Statement you dismissed:
"If this is the Matrix, but we can't escape or find out, we are really no worse off than if we weren't in the Matrix"
Corollary:
If we were to enter the Matrix (even if we could never escape or find out) we would be no worse off.
The problem of explaining why some people prefer that humans have 'worse' experiences (in favor of some non-experiential value) is one of psychology and sociology, not ethics. Likewise for the problem of explaining why some people would choose actions that a person with 'bad' desires would perform. Both are related to ethics, but neither is a valid objection to the relevant moral theory. We only expect that advice from a moral theory be practical, not that it be unavoidable.
"However, it is still true that people have reasons to promote desires that fulfill other desires and inhibit desires that thwart other desires."
And it is still true that people have reasons to evaluate their desires and look for patterns there (e.g. that all of them are real, experiential, and happiness-increasing). A large part of morality is the setting up of one's autopilot (their subconscious desires or instincts) - based on rules and patterns - as a substitute for impractical reevaluation of ends/fundamental desires. An autopilot is even more necessary for DU (as construed above) than for AU because the impact of actions on desire synergy is much less obvious than on happiness.
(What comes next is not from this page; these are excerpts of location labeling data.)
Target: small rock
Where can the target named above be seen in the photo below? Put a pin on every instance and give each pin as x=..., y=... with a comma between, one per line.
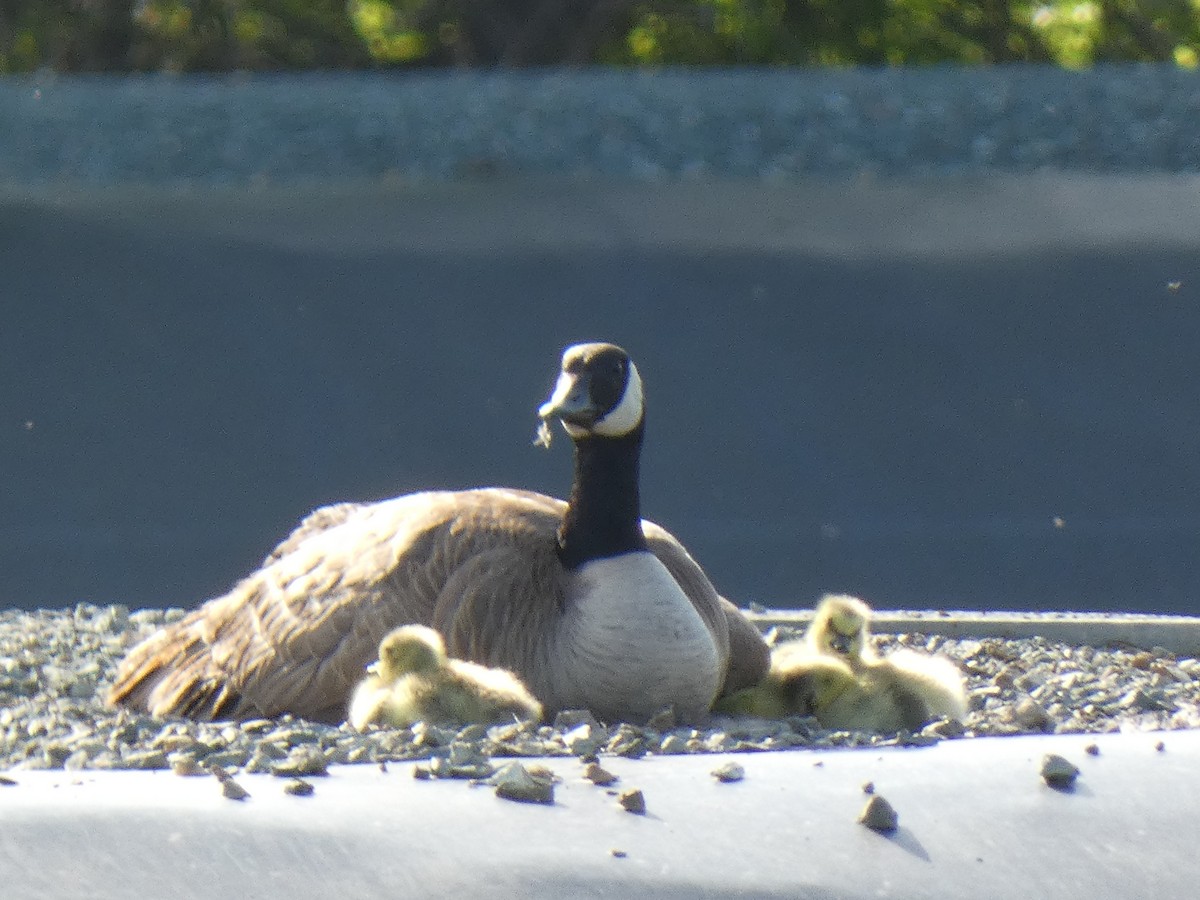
x=570, y=719
x=631, y=749
x=299, y=787
x=304, y=760
x=673, y=745
x=516, y=783
x=633, y=801
x=187, y=767
x=729, y=772
x=879, y=815
x=598, y=775
x=1059, y=773
x=663, y=720
x=1030, y=714
x=461, y=761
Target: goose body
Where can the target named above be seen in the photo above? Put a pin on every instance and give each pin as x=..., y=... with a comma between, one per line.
x=585, y=601
x=414, y=681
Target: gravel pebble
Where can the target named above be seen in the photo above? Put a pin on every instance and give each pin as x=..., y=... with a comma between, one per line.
x=1059, y=773
x=47, y=721
x=633, y=801
x=879, y=815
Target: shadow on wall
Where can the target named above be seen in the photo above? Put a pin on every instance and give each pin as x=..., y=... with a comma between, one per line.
x=1017, y=431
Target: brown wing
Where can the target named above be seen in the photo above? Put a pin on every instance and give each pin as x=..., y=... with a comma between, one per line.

More importantly, DU so construed is a form of rule utilitarianism and as such reduces to AU. So this cannot be the moral theory you call DU. What is it then?
A person can desire that his children be alive, but he would probably desire that they die rather than suffer tremendous pain or cause great evil. A rule such as 'maximize happiness' may in fact sum up one's desires on the matter. If this is the case it is much simpler to give the rule than to enumerate every instance you'd apply the rule.
My happiness robot is just your staycool robot, but with an arbitrary number of measurements all related by one variable corresponding to the robot's fundamental goal. In the case of exactly one measurement they are identical. The rules for weighing measured variables need to be sufficiently broad in scope that none are in unresolvable conflict, but an overly broad rule ('fulfill your programming') would be useless.
'Maximize happiness' is my rule. It is useful because it narrows down from the list of possible desires those which I happen to hold and gives the rules for weighing various desires against each other. Morality is an inherently subjective matter, but I know that your rule is NOT 'fulfill Alonzo's desires' (useless: too broad) and it is NOT 'synergize Alonzo's desires' (devolves to AU: too specific). What is your rule?